Art. 83 – O juiz poderá conceder livramento condicional ao condenado a pena privativa de liberdade igual ou superior a 2 (dois) anos, desde que: (Redação dada pela Lei nº 7.209, de 11.7.1984)
I – cumprida mais de um terço da pena se o condenado não for reincidente em crime doloso e tiver bons antecedentes;
II – cumprida mais da metade se o condenado for reincidente em crime doloso;
III – comprovado comportamento satisfatório durante a execução da pena, bom desempenho no trabalho que lhe foi atribuído e aptidão para prover à própria subsistência mediante trabalho honesto;
IV – tenha reparado, salvo efetiva impossibilidade de fazê-lo, o dano causado pela infração;
V – cumpridos mais de dois terços da pena, nos casos de condenação por crime hediondo, prática de tortura, tráfico ilícito de entorpecentes e drogas afins, tráfico de pessoas e terrorismo, se o apenado não for reincidente específico em crimes dessa natureza.
Parágrafo único – Para o condenado por crime doloso, cometido com violência ou grave ameaça à pessoa, a concessão do livramento ficará também subordinada à constatação de condições pessoais que façam presumir que o liberado não voltará a delinqüir.

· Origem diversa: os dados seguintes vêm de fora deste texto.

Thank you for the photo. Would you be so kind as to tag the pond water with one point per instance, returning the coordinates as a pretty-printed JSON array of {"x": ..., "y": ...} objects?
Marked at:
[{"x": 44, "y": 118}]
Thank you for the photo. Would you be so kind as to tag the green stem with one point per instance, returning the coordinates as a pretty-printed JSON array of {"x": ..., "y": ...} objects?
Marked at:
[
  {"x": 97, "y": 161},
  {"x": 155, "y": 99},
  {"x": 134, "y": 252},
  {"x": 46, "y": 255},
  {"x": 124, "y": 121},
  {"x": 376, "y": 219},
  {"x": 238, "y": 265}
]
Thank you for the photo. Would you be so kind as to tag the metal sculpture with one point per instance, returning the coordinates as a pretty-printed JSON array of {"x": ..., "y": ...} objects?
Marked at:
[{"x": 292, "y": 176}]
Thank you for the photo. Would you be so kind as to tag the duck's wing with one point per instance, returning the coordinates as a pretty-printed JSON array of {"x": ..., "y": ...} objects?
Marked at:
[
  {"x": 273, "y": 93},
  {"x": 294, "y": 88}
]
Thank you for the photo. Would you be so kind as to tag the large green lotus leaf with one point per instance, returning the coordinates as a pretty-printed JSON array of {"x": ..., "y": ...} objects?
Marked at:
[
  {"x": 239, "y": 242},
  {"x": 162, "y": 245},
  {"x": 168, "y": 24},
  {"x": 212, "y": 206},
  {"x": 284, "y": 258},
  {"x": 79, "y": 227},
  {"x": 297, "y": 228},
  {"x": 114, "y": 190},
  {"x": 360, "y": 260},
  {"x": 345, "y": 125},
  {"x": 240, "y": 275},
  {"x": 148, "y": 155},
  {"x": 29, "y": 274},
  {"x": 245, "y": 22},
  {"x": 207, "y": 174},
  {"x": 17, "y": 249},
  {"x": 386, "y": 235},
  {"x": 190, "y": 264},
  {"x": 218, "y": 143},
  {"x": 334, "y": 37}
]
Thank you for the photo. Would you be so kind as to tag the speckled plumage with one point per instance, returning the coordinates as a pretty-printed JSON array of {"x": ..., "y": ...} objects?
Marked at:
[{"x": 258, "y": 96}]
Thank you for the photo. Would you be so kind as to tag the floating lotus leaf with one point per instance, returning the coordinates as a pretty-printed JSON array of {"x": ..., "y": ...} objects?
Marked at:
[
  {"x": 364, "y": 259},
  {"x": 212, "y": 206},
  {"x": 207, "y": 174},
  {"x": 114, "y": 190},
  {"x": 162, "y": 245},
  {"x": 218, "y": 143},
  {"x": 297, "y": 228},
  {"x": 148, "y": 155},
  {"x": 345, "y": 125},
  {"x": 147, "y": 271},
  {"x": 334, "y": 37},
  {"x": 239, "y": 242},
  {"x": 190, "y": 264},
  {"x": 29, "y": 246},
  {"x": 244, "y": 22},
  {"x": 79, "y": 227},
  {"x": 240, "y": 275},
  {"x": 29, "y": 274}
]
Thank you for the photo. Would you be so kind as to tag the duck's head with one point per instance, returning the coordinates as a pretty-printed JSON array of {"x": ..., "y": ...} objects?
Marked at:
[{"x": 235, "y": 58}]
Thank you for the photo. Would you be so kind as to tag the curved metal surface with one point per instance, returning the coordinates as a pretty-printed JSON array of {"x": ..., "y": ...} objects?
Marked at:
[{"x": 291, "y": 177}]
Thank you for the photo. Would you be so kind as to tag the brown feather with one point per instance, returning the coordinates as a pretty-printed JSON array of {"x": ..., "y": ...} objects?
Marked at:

Como se percebe, existem requisitos objetivos (que não dizem respeito à pessoa do apenado) e subjetivos (que tratam do condenado). De início, observe-se o requisito objetivo do quantitativo condenatório mínimo: é necessário que a pena sofrida seja igual ou superior a dois anos de pena privativa de liberdade (este quantitativo pode ser atingido pela soma das diversas infrações cometidas – ainda não cumpridas –, conforme art. 84). Consequentemente, penas restritivas e de multa não admitem o benefício.

Outro requisito diz respeito ao prazo já cumprido de pena, de acordo com a qualidade da conduta criminosa e reincidência do agente.

Hediondo, tortura, terrorismo, tráfico de pessoas ou drogas + de 2/3 da pena
Reincidência em crime doloso. + de 1/2 da pena
Demais casos, com bons antecedentes + de 1/3 da pena

Para os fins de cômputo desse quesito cronológico, permite-se o uso de tempo de pena remida, permanência em estabelecimento de tratamento psiquiátrico ou de prisão provisória.

Entre os requisitos subjetivos comuns às possibilidades acima, destacam-se o satisfatório comportamento carcerário e bom desempenho laboral, bem como aptidão para prover subsistência honesta fora do cárcere. São elementos que corroboram com o viés ressocializador da medida.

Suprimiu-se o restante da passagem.